Doesn't help you write or anything like that, but it is a word processor, organizer, planner, etc. where you can plot, keep character dossiers, write scenes and then use the builder function to put together a manuscript from scenes or chapters, changing up the order if you feel like it.  It's pretty useful, imo.


----------



## darknite_johanne (Jun 30, 2010)

I like the usual paper in front of me and yellow papers in pinned on the cardboard wall. I may consider tissue papers a better software. haha, but if anything else Mword can suffice.


----------



## Steerpike (Jun 30, 2010)

I still write freehand a good portion of the time.  If I am on a computer, I like a full-screen editor so I'm not distracted to click on other programs (like my web browser or something).  Liquid Story Binders has that feature, or you can use a free program called WriteMonkey (or Pyroom, if you use Linux).  

The guy who wrote Liquid Story Binder also has a free program called momentum writer, which doesn't allow any kind of backspace or correction, just forces you to write and worry about editing later.  Some people have found that useful.


----------



## Pilgrim (Jun 30, 2010)

Another one very similar to writemonkey is Q10.
You can find it at;
http://www.baara.com/q10/


----------



## Steerpike (Jul 1, 2010)

Thanks, Pilgrim. I downloaded Q10.  I like it.


----------



## garza (Jul 2, 2010)

Out of curiosity I downloaded Q-10 expecting to see the usual boxes for a person to fill out pretending they are writing. 

Q-10 is Notepad with a reversed screen and some word-processor features. However it lacks the ability to turn off wordwrap so it's less useful than Notepad for some purposes. At least, I didn't see a toggle for wordwrap. I did see little reason for changing from Notepad for straight writing.
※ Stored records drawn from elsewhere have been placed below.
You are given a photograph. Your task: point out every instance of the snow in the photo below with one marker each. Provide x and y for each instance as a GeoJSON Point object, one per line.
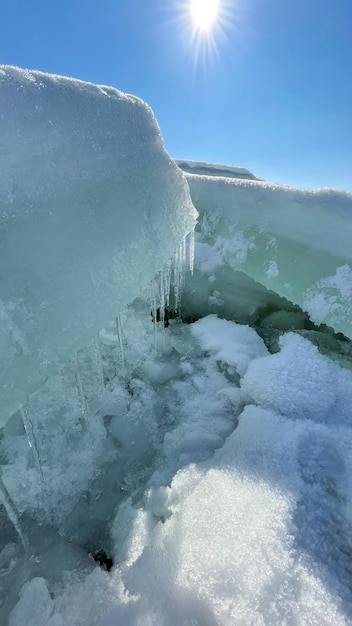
{"type": "Point", "coordinates": [215, 169]}
{"type": "Point", "coordinates": [293, 241]}
{"type": "Point", "coordinates": [211, 458]}
{"type": "Point", "coordinates": [88, 196]}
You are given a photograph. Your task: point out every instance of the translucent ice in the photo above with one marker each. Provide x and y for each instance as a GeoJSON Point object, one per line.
{"type": "Point", "coordinates": [295, 242]}
{"type": "Point", "coordinates": [91, 208]}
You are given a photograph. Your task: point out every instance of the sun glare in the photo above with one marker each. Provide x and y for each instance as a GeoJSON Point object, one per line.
{"type": "Point", "coordinates": [204, 13]}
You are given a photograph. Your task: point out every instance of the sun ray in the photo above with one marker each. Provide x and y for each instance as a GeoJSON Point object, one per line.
{"type": "Point", "coordinates": [204, 13]}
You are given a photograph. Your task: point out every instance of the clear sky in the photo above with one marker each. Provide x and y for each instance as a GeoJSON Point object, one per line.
{"type": "Point", "coordinates": [270, 89]}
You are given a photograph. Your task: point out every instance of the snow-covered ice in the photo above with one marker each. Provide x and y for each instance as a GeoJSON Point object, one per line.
{"type": "Point", "coordinates": [88, 198]}
{"type": "Point", "coordinates": [295, 242]}
{"type": "Point", "coordinates": [209, 453]}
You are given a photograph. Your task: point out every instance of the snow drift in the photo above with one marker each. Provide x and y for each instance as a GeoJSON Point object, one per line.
{"type": "Point", "coordinates": [295, 242]}
{"type": "Point", "coordinates": [92, 208]}
{"type": "Point", "coordinates": [211, 461]}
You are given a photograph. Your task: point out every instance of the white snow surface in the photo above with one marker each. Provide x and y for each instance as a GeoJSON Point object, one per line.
{"type": "Point", "coordinates": [247, 515]}
{"type": "Point", "coordinates": [216, 474]}
{"type": "Point", "coordinates": [88, 197]}
{"type": "Point", "coordinates": [295, 242]}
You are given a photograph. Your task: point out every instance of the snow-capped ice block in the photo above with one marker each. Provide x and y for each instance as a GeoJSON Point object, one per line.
{"type": "Point", "coordinates": [295, 242]}
{"type": "Point", "coordinates": [91, 208]}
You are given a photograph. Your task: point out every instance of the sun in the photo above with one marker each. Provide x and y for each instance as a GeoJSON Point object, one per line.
{"type": "Point", "coordinates": [204, 14]}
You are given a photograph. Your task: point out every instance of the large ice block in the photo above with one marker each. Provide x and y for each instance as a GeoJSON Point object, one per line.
{"type": "Point", "coordinates": [295, 242]}
{"type": "Point", "coordinates": [91, 208]}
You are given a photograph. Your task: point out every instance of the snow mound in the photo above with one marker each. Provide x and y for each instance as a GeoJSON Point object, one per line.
{"type": "Point", "coordinates": [294, 242]}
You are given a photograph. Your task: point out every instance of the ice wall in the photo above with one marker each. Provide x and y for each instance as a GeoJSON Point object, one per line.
{"type": "Point", "coordinates": [91, 207]}
{"type": "Point", "coordinates": [294, 242]}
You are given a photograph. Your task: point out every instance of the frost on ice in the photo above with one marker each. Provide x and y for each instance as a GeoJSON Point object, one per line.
{"type": "Point", "coordinates": [292, 241]}
{"type": "Point", "coordinates": [208, 456]}
{"type": "Point", "coordinates": [92, 208]}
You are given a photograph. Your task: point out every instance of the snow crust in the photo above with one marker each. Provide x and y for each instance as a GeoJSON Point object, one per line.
{"type": "Point", "coordinates": [88, 197]}
{"type": "Point", "coordinates": [245, 513]}
{"type": "Point", "coordinates": [295, 242]}
{"type": "Point", "coordinates": [215, 169]}
{"type": "Point", "coordinates": [211, 460]}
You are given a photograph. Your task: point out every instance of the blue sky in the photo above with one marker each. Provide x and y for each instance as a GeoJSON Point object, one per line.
{"type": "Point", "coordinates": [276, 97]}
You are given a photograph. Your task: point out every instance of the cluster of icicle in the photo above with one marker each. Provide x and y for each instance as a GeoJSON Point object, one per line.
{"type": "Point", "coordinates": [69, 384]}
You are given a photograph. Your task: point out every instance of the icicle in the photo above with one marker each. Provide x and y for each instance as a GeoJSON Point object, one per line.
{"type": "Point", "coordinates": [179, 267]}
{"type": "Point", "coordinates": [31, 438]}
{"type": "Point", "coordinates": [153, 304]}
{"type": "Point", "coordinates": [167, 283]}
{"type": "Point", "coordinates": [191, 251]}
{"type": "Point", "coordinates": [12, 513]}
{"type": "Point", "coordinates": [120, 338]}
{"type": "Point", "coordinates": [162, 299]}
{"type": "Point", "coordinates": [79, 384]}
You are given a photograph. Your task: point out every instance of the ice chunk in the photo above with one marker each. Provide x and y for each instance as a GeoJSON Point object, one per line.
{"type": "Point", "coordinates": [300, 383]}
{"type": "Point", "coordinates": [293, 241]}
{"type": "Point", "coordinates": [234, 344]}
{"type": "Point", "coordinates": [91, 208]}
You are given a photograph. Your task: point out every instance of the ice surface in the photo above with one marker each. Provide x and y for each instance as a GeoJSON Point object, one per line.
{"type": "Point", "coordinates": [215, 169]}
{"type": "Point", "coordinates": [294, 242]}
{"type": "Point", "coordinates": [211, 462]}
{"type": "Point", "coordinates": [91, 208]}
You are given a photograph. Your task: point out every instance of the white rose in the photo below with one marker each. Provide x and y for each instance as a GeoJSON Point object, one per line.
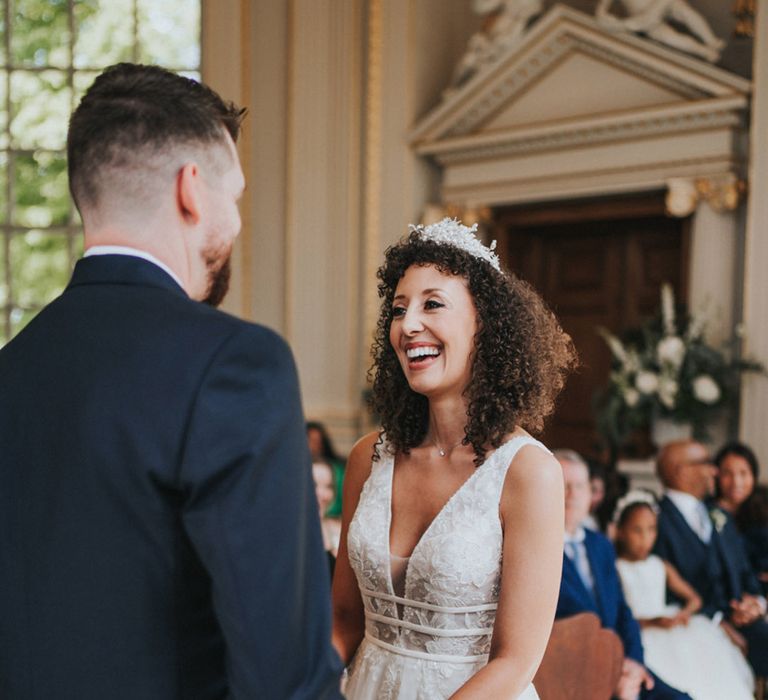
{"type": "Point", "coordinates": [671, 350]}
{"type": "Point", "coordinates": [631, 397]}
{"type": "Point", "coordinates": [668, 391]}
{"type": "Point", "coordinates": [646, 382]}
{"type": "Point", "coordinates": [705, 389]}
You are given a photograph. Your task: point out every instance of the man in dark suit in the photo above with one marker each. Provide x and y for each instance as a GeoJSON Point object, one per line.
{"type": "Point", "coordinates": [590, 583]}
{"type": "Point", "coordinates": [159, 530]}
{"type": "Point", "coordinates": [702, 543]}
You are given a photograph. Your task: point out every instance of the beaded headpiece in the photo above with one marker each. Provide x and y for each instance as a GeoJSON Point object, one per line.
{"type": "Point", "coordinates": [452, 232]}
{"type": "Point", "coordinates": [636, 496]}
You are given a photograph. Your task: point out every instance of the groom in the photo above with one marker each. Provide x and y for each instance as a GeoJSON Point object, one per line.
{"type": "Point", "coordinates": [158, 527]}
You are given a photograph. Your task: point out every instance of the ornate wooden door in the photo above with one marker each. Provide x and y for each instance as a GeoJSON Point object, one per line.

And I just thought of someting else. Q-10 does not permit multiple open files on the screen. I often have three or four Notepad files open at once, one for writing, the others for reference.


----------



## rachelthorn (Jul 17, 2010)

I use ywriter5 which is from spacejock. I love it. It is so easy to use. You can make outlines, character bios, word target goals, and there are other features like a storyboard, and it creates a syopsis for you. It makes all my planning easier but of course for some writers it might not be what they need.


----------



## garza (Jul 21, 2010)

ywriter is one of those busy-busy-busy programmes that creates the illusion of progress while no writing gets done. Again, Notepad is far superior. I can set up as many or as few open files as I want and use them as I like. I'm not tied to someone else's structure.


----------



## rachelthorn (Jul 22, 2010)

Garza,
To you it might be very busy but I have gotten plenty of writing done in ywriter. I am one of those writers that has to make outlines and map out my characters before I can write or my writing is all over the place. Just because the software doesn't work for you that doesn't necessarily mean that it won't work for anyone else. Ywriter is marketed towards fiction writers since you write non-fiction, from what I have read so far in this thread, you would have no use for it. That is why there is so many different programmes for writers so writers have a choice in which one is best for them.


----------



## Linton Robinson (Jul 22, 2010)

Well, not quite "use them as I like".  You can only open one at a time, right?   Christ if you're going to write in crippleware like that, at least try Notepad ++


----------



## garza (Jul 22, 2010)

rachelthorn - I don't know why you would think non-fiction does not require outlines, background development, and such. Except for rapidly written news flashes, which I seldom do anymore, non-fiction requires careful organisation.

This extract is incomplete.